Analyzing the Bay Area Commute Network with Geopandas and Networkx

February 12, 2021

Hi everyone! I'm one of the D-Lab Data Science Fellows that joined the D-Lab this year. I'm in my second semester of the MCP/MS (City Planning / Transportation Engineering) program. My academic background is actually in Physics, and I've been doing research on radiation detection in urban areas before deciding to come back to school. I hope to bring my physics background and computational skills to the field of urban planning, to better understand and model urban/regional systems using complex systems and computational methods, and to bridge the divide between data science and the social sciences. I'm also very interested in the emergence and evolution of social complexity, urbanism, and regional systems/networks of cities.

One of my projects has been to look into the commuting patterns of the Bay Area. The project was inspired by this paper (https://journals.plos.org/plosone/article?id=10.1371/journal.pone.0166083) by Dash Nelson and Rae, who ran a network clustering algorithm on the commuting network of the United States to partition (divide up) the lower 48 states of the US into commuter sheds surrounding each major city or region. They visualized their results in figures like the following one...

Figure from Dash Nelson and Rae (2016):  (missing figure) 

5-year averages of commuter data for each census tract in the US are publicly available and can be pulled from the American Community Survey (ACS) done by the Census Bureau. The Dash Nelson and Rae paper actually provides the 2005-2010 data in parsed shapefiles so you don't have to pull the data directly from the US Census databases.

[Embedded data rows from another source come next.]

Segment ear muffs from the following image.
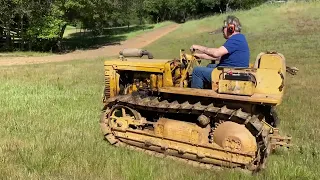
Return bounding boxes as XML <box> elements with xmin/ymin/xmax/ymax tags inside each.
<box><xmin>227</xmin><ymin>24</ymin><xmax>235</xmax><ymax>34</ymax></box>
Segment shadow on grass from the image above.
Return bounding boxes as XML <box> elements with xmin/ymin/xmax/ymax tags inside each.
<box><xmin>61</xmin><ymin>25</ymin><xmax>154</xmax><ymax>53</ymax></box>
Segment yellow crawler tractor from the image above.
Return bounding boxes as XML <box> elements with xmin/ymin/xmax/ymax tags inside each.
<box><xmin>100</xmin><ymin>48</ymin><xmax>295</xmax><ymax>172</ymax></box>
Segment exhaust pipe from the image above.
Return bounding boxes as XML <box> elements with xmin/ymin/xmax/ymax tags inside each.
<box><xmin>119</xmin><ymin>48</ymin><xmax>154</xmax><ymax>59</ymax></box>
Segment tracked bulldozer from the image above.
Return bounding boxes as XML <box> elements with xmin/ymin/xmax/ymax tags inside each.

With python and the geopandas package, one can easily load geographical data into a DataFrame structure and browse using Jupyter(Lab) Notebooks. The data can also then be parsed using the networkx package into a graph/network, which would allow you to easily investigate network properties of the commuter flows between census tracts.

I'm hoping that this research would be able to lead us to divide the Bay Area into service areas for transit agencies that make more sense than the current ones. (Did you know that there are currently 27 transit agencies that serve the 9-county Bay Area?) It could also tell us how to better draw boundaries for fare zones, which is the fare-unifying mechanism suggested by Seamless Bay Area under their new Integrated Transit Fares proposal (https://www.seamlessbayarea.org/integrated-fare-vision).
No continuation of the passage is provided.